CANSSI National Case Study Competition 2019
Predicting Delays in BC Ferries
Expand your statistical, collaboration, and problem-solving skills in this Canadian Statistical Sciences Institute National Case Study Competition (CANSSI NCSC). Students will apply their knowledge to solve a real-world problem using a dataset about BC Ferries. As organizations look for students who have real-world problem-solving skills, you’ll gain valuable experience that better prepares you for a successful career in statistics.
The CANSSI NCSC is a project for students enrolled in undergraduate or graduate programs at Canadian universities. Students will compete in a statistical prediction task. The data for this competition will be made available on September 3, and students will be able to submit their solutions online until October 3. Students may register for the CANSSI NCSC starting September 3. Carleton University, Concordia University, MacEwan University, Simon Fraser University, and the University of New Brunswick will host regional competitions. The best solutions of their participating students will be awarded cash prizes. Winners of the regional competitions will be invited to compete in a final national poster championship at Simon Fraser University in Burnaby, BC at the CANSSI headquarters on November 2.
This competition provides a unique opportunity to develop your problem-solving skills and allows you to build creative solutions to a real-world problem—skills that are highly desirable in all organizations. On top of being able to work collaboratively with your team, you’ll hone your presentation skills as you present your solutions to our judges. Not to mention winners get a guaranteed interview with Statistics Canada for a full-time or co-op position and a cash prize.
- Winners will get guaranteed job interviews with Statistics Canada for full-time and co-op positions.
- Cash prizes will be awarded to the winning teams.
September 3, 2019—Dataset and registration available online
October 2, 2019—Online predictions due
September 30 to October 4, 2019—Regional competition (Carleton University, Concordia University, MacEwan University, University of New Brunswick, and Simon Fraser University)
November 2, 2019—Final competition at Simon Fraser University
Students enrolled in undergraduate or graduate programs at a Canadian university or college may participate in this competition. People that are not enrolled in an undergraduate or graduate program may still participate, but they will not be eligible for the cash prizes or judging in the regional competition or national poster championship.
This national case study competition is about predicting ferry delays in BC Ferry sailings around Vancouver and Victoria harbours. The dataset consists of 61,880 sailings occurring between August 2016 and March 2018. The dataset is split into a training dataset including 80% of the sailings (49,504 sailings between August 2016 and November 2017) and a testing dataset including 20% of the sailings (12,376 sailings between November 2017 and March 2018). The task is to predict whether or not each sailing described in the testing dataset was delayed. A variety of covariates are provided for each sailing (date, time of departure, departure terminal, arrival terminal, the name of the vessel, and so on). These covariates are described more fully in the Data section below. In addition to these covariates, some weather data and traffic data is provided.
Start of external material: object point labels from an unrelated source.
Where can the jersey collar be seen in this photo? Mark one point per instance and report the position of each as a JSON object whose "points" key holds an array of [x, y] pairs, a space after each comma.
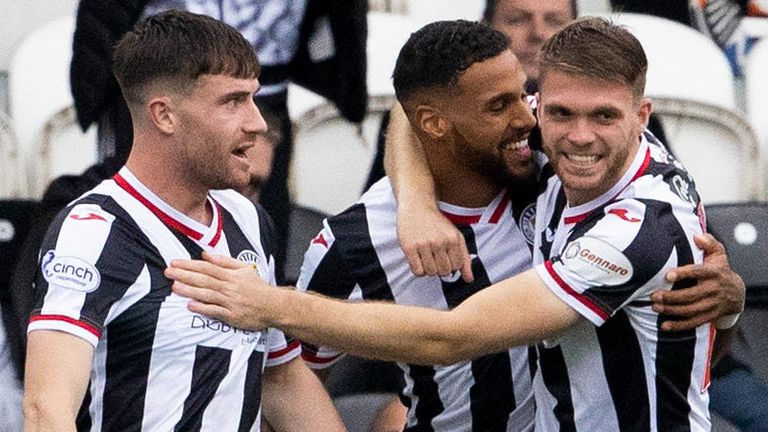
{"points": [[467, 216], [173, 218], [572, 215]]}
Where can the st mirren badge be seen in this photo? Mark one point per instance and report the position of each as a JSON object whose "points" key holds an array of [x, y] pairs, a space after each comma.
{"points": [[253, 258], [527, 223]]}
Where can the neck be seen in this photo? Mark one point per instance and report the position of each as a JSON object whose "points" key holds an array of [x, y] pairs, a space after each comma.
{"points": [[164, 175], [456, 183]]}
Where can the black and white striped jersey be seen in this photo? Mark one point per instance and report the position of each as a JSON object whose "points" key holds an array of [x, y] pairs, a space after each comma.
{"points": [[616, 370], [357, 256], [156, 366]]}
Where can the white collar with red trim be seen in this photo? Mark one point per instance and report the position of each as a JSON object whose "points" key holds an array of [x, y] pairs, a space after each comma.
{"points": [[636, 169], [468, 216], [170, 216]]}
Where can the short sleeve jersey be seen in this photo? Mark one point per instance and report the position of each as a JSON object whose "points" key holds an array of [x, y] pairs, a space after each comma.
{"points": [[357, 256], [156, 365], [616, 370]]}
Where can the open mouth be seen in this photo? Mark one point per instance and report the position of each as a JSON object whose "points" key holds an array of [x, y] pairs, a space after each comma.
{"points": [[582, 160]]}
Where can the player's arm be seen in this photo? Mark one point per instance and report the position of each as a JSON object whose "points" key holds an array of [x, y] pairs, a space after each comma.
{"points": [[57, 371], [432, 245], [517, 311], [718, 295], [295, 400]]}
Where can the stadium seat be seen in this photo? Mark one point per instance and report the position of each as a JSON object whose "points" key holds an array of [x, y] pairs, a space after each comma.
{"points": [[743, 229], [11, 181], [38, 88], [691, 85], [756, 90], [332, 157], [305, 224], [59, 148]]}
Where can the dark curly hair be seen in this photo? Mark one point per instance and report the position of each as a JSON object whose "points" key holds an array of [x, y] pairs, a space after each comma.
{"points": [[438, 53]]}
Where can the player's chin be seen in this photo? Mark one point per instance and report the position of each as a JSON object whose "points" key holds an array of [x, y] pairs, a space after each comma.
{"points": [[520, 170]]}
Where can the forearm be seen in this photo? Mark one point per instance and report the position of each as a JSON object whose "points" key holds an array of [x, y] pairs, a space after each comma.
{"points": [[377, 330], [406, 163], [56, 378]]}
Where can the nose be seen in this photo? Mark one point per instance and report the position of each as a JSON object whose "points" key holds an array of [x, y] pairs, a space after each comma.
{"points": [[522, 118], [537, 29], [580, 132], [255, 122]]}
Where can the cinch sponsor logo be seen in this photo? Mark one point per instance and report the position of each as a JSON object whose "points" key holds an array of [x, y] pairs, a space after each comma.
{"points": [[601, 262], [70, 272]]}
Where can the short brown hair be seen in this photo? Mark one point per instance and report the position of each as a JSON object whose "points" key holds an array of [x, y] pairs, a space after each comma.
{"points": [[179, 47], [597, 48]]}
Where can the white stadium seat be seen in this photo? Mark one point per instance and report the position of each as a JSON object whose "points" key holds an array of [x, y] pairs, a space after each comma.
{"points": [[38, 87], [691, 85], [332, 157], [756, 88], [11, 181]]}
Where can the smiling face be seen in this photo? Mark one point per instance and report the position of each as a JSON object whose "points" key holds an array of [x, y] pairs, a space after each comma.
{"points": [[491, 118], [590, 129], [528, 23], [218, 123]]}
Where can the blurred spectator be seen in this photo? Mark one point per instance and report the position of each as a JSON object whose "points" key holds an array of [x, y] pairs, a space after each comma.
{"points": [[319, 44]]}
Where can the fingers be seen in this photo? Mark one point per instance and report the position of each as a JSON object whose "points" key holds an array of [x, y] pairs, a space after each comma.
{"points": [[687, 324], [692, 271], [224, 261], [709, 244], [198, 294]]}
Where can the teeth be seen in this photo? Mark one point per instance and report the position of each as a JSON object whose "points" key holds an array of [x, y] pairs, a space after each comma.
{"points": [[582, 158], [519, 145]]}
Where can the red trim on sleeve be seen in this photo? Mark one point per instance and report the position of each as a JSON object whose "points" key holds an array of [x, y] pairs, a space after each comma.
{"points": [[291, 346], [500, 209], [312, 358], [581, 298], [91, 329]]}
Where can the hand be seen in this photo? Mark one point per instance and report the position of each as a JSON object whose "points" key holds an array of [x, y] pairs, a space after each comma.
{"points": [[225, 289], [718, 293], [432, 244]]}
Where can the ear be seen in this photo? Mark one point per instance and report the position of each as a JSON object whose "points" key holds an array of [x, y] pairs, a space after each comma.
{"points": [[431, 121], [161, 114], [644, 114]]}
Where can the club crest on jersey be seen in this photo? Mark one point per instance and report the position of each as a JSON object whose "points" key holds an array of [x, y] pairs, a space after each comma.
{"points": [[682, 188], [597, 262], [527, 223], [252, 257], [70, 272], [7, 232]]}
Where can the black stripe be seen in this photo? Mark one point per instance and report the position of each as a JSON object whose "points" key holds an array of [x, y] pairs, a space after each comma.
{"points": [[429, 404], [675, 350], [625, 373], [84, 421], [492, 396], [210, 367], [361, 257], [555, 376], [648, 251], [130, 337], [252, 398]]}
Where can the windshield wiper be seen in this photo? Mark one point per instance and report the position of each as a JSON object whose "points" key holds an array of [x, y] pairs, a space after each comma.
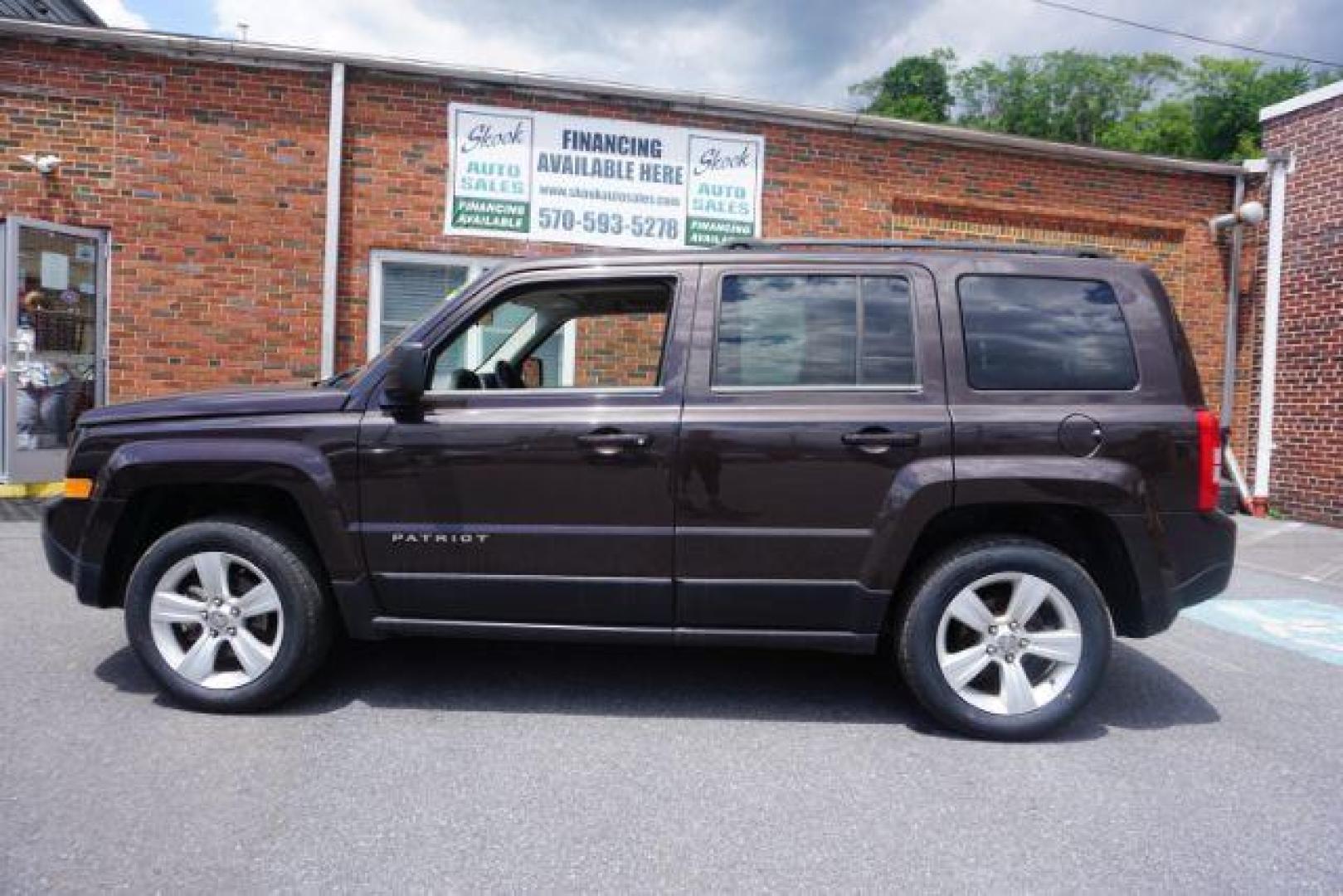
{"points": [[338, 377]]}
In the regional competitions and national poster championship, students will be judged based on the accuracy of their delay predictions (percent correct), and also a report in which they discuss their methods and results and additional insight about the data provided by their analysis.
The ferry dataset involves records about 61,880 sailings occurring between August 2016 and March 2018 for routes starting or ending at one of Horseshoe Bay, Swartz Bay, Tsawwassen, and Departure Bay. For each sailing the following information is provided:
- Name of vessel
- Scheduled departure time
- Departure harbour
- Arrival harbour
- Date (including day of week and day of year)
For the 49,504 sailings among training data, the actual duration of the sailing is provided and an indicator is provided describing whether or not the sailing was delayed. For the 12,376 sailings in the testing data, the actual duration of the sailing and the delay indicator are not provided and instead the delay indicator must be predicted.
A time series of temperature and humidity from Vancouver Harbour is also provided, along with a time series of temperature, humidity, pressure, wind speed, and wind direction from Victoria Harbour. A time series of ordinal traffic volume data from the Lions Gate Bridge is also provided (in which traffic is ranked on a scale between 1 and 5). This bridge links downtown Vancouver and North Vancouver, a major arterial route towards the Horseshoe Bay Ferry terminal.
Further detail about these data will be provided simultaneously with the data release on September 3. These data are in the public domain and may be redistributed or modified.
- You may work in teams of up to three people.
- You may use any libraries, software, programming languages, or methods in this contest.
- You may use any code you find on the internet provided that
- the code is available under an open license (e.g., anything from http://stackoverflow.com is fine);
- you note the outside sources that you’ve used as a comment in your code.
- You may use code written by other participants that aren’t on your team provided that
- you have their permission to use it;
- you note them as a source that you’ve used as a comment in your code.
- You may ask professors or supervisors or other people outside the contest for help and advice, but all your work must be done by your team.
- Instructors are free to use this competition as a class assignment.